For a long moment she gazed at me, tears forming in the corners of her eyes and silently running down her blood-stained cheeks. Then she opened her mouth wide to show me a bloody throat devoid of all but the scabby stub of a tongue.
I must have fainted, because the next I knew I was lying in the shade of one of the buildings on a pile of cloaks, with Arthur kneeling beside me, pressing a cold wet cloth to my forehead.
He looked relieved to see me awake.
When I tried to sit up, he pushed me back with a firm but gentle hand. “You had a shock. Lie still.”
The memory of that tongueless throat came rushing back and a wave of nausea washed over me. Fighting it down, I closed my eyes as tears squeezed out between my lids. “That poor old woman.”
Arthur covered my hand with his. “They did it out of spite. Left her alive on purpose, maimed, so she couldn’t tell us who’d done it.” His voice held bitterness.
I opened my eyes. “There must be others here who saw.” Ever the optimist, I was full of hope. “You didn’t find any bodies, did you?”
He shook his head. “The workers must have fled and haven’t had the nerve to return yet.

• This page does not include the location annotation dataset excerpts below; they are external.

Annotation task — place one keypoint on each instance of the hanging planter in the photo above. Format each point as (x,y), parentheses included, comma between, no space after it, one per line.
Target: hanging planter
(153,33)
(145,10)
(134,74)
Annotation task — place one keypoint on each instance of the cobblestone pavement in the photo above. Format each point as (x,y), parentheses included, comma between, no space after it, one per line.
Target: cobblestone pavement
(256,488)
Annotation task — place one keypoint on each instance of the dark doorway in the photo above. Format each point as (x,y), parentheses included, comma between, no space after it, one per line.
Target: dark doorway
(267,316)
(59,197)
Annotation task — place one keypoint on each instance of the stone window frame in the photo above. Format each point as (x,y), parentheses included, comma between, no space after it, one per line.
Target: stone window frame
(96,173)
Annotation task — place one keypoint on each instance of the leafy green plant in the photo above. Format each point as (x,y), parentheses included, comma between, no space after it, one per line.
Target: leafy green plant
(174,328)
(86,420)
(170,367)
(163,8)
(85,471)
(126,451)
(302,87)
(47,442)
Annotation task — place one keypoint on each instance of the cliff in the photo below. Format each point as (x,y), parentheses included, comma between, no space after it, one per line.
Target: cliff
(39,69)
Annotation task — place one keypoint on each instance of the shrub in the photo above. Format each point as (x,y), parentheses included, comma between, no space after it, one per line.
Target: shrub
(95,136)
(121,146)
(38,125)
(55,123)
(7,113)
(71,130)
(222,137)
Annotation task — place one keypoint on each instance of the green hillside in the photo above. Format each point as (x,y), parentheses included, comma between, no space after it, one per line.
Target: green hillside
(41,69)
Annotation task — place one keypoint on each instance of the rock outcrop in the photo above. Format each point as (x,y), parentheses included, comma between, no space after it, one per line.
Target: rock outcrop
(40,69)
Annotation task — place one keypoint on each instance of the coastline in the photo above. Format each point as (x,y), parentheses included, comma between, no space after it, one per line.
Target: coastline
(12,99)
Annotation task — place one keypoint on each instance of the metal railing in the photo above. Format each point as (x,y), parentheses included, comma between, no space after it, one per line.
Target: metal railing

If they saw us coming, that would have scared them even more, thinking they were being attacked again. I’ve sent my men to scour the village down by the river and see what they can discover.”
When I tried to get up, he stopped me. “No, lie still a while. You mustn’t forget you’re with child.”
I lay back. “That’s just it. I’m pregnant, not ill. I only fainted because I don’t like blood, and that was an awful sight. Can Bedwyr do anything for her?”
Even now, the very thought of what I’d seen inside her mouth made my stomach heave.
He shook his head. “The bleeding had stopped. But apart from that, all she can do is wait for it to heal. I know it looks awful, but people do live after that’s been done to them.” He felt my shiver and tightened his hold on my hand. “Don’t think about it.”
“How can I not? I know her. She’s someone I met, talked to, liked. A kind old woman who’d committed no crime, and yet someone did that to her. It’s not the same as a stranger. That sounds wrong, I know, but it’s true. It’s worse because I know her.”
He was silent. What else could he say?
A horrible thought dawned. “If no one’s here, have Cadwy’s men taken all of them?”
His jaw stiffened as he gave a shrug. “Perhaps they have. But from the blood we found, I fear some or all of them must be dead.”
I closed my eyes and thought of little Medraut, eight months old now, maybe crawling. Might he be dead? Would Cadwy kill his own sister’s child because its father had turned against him?
Would that be a good thing? Probably.
Chapter Nineteen
The men Arthurhad sent to the village returned to the farmyard with the headman, Cocidius, a short, balding fellow with a lazy eye and a large bulbous nose. He approached with reluctance, under guard, and stood wringing his hands in front of Arthur and staring at his own dirty, sandaled feet.
Arthur had allowed me up by then, and I stood beside Merlin, watching this interview in trepidation.
“Tell us what went on here,” Arthur said curtly. “Who did this?”